Just asking

Why can’t baseball players who win a big game or a best-of-something series devise some other celebration rather than dance in a circle with heads down and arms around each other’s shoulders? 

Why are we sending CF-18s to battle ISIS when the humanitarian aid we promised in August has yet to arrive and the last I heard we’ve welcomed less than 100 of the 1,000 refugees we promised to take from Syria. Why are we not accepting thousands of refugees as we have done ever since the Hungarian Revolution in 1956 through Uganda and Vietnam to Somali and Sri Lanka. What has happened to our generous civility?

Whatever became of novelty songs? You know, like Bryan Hyland’s “Itsy Bitsy Teenie Weenie Yellow Polka Dot Bikini” or  “The Little Nash Rambler” by The Playmates?

What is it with Dracula and the many and various Vampires? There seems to be an insatiable appetite (pun intended) for movies and books about the bloody minded monsters. Is it a sexual thing?

Mozart was touring Europe at the age of seven. Schubert composed his first symphony at sixteen. Their work is played and honoured today. What child prodigy of this era will be enjoyed two hundred years from now?

Just asking.

 

1 Response

  1. Dave says:

    Hi Rod,

    For a child prodigy to be enjoyed 200 years from today I would be tipping my hat to Louis Armstrong.

    Not the all-too-familiar “Hello Dolly!” Louis, but the much younger Louis whose Hot Five and Hot Seven recordings turned the music world on its ear in the late 1920s. To this day musicologists publish books, let alone scholarly research papers about these 79 recordings.

    Like Mozart, Schubert, Bach and many other classical music luminaries, going by the best thinking to date Louis simply ‘knew what to do’ in developing his own musical voice. Nobody had to show him; nobody could.

    All great artists (whose work becomes timeless) seem to baffle the rest of us mortals this way. Dante, Shakespeare, Michelangelo, Palladio, Martha Graham, Caruso, Picasso and many others simply ‘knew what to do’.

    So what about Louis? On one hand he and Bing Crosby developed America’s popular song stylings, and on the other Louis’ virtuosity on the trumpet influenced just about every musician who followed, regardless of genre. His influence is felt to this day.

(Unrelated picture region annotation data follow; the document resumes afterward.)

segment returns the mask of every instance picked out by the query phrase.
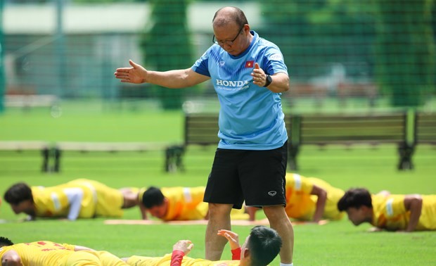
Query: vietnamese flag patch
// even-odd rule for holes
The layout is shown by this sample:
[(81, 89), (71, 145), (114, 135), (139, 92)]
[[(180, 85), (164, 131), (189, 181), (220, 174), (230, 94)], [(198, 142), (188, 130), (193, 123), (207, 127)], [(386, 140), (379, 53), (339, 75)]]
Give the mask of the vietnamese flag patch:
[(245, 68), (251, 68), (255, 65), (255, 61), (247, 61), (245, 62)]

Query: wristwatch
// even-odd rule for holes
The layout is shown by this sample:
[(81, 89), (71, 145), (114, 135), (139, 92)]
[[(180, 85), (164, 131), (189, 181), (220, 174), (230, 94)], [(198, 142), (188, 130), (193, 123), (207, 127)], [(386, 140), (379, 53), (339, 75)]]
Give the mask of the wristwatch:
[(269, 86), (271, 82), (272, 82), (272, 77), (271, 77), (269, 75), (267, 75), (267, 82), (265, 82), (265, 84), (264, 85), (264, 87)]

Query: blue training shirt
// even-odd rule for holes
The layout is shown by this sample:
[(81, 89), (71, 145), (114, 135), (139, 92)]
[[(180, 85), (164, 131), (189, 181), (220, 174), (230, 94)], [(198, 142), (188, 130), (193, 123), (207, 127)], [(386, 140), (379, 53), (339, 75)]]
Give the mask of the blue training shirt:
[(192, 66), (210, 77), (220, 103), (218, 148), (269, 150), (288, 139), (281, 94), (252, 82), (255, 63), (267, 75), (288, 74), (278, 47), (254, 31), (250, 46), (233, 56), (218, 44), (210, 46)]

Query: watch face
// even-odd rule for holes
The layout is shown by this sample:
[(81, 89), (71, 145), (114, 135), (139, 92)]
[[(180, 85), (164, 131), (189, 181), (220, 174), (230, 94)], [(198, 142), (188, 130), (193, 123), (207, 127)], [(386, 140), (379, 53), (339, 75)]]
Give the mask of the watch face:
[(267, 75), (267, 82), (264, 87), (268, 87), (272, 82), (272, 77), (269, 75)]

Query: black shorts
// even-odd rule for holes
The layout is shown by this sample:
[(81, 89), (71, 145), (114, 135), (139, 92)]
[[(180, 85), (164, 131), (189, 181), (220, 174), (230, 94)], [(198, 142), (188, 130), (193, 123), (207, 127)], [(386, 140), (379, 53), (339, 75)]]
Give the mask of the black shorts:
[(248, 206), (286, 205), (287, 142), (267, 151), (217, 148), (204, 201)]

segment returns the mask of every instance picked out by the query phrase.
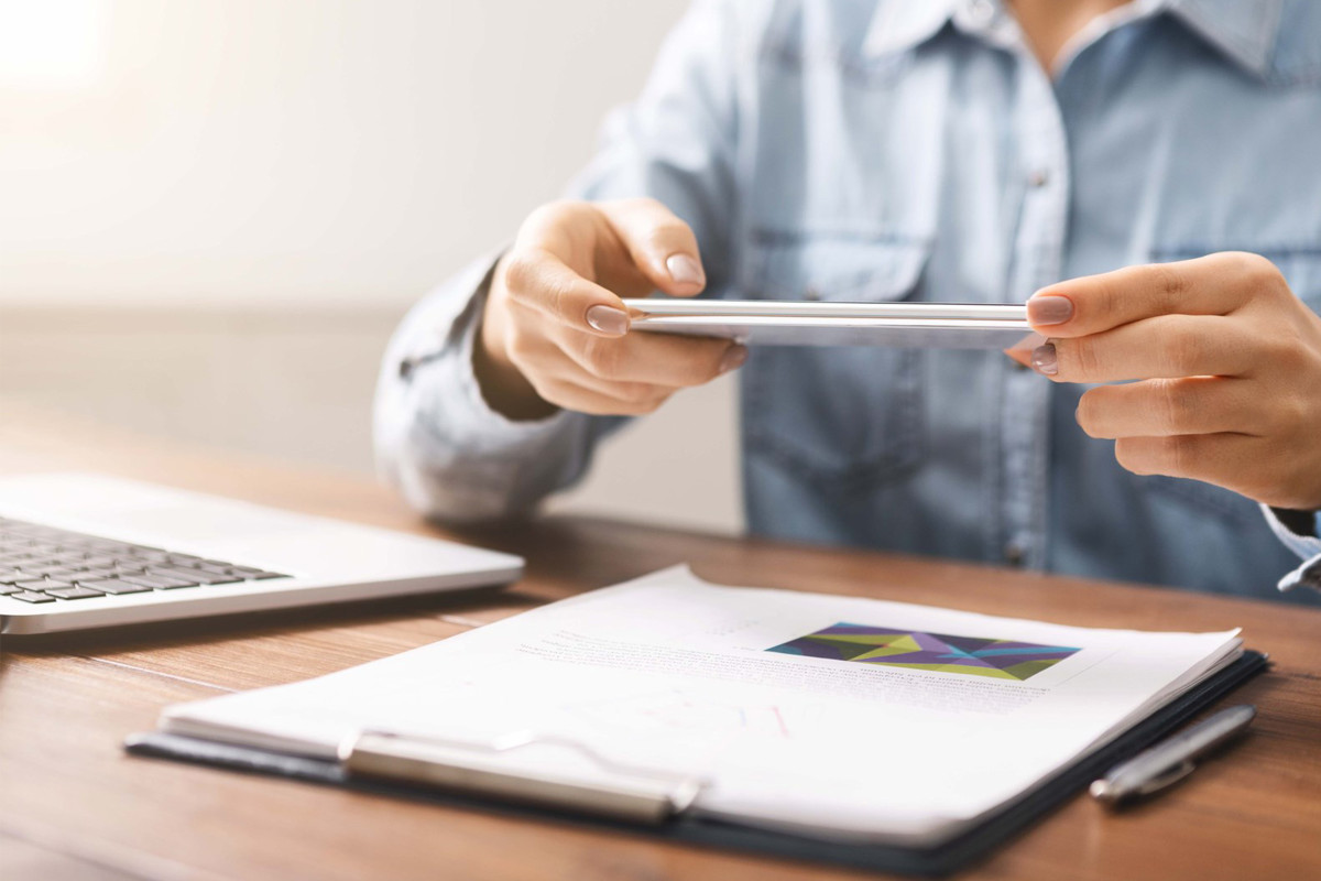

    At age 7 Louis had formed his own vocal quartet in the dirty and dangerous section of New Orleans as a means of taking home change for food, and at 17 was asked by a senior jazz parade leader to “Get your horn, boy.” and step into the parade. At the end the members all greed that up until that hot afternoon they had heard more blues in two hours from a skinny, short 17-year-old than they had heard in all their lives.

    There are numerous sources which examine his abilities in minute detail, but Benny Green, the great jazz saxaphone player put it well a number of years ago: “Anybody could learn what Louis Armstrong knows about music in a few weeks; nobody could learn to play like him in a thousand years.”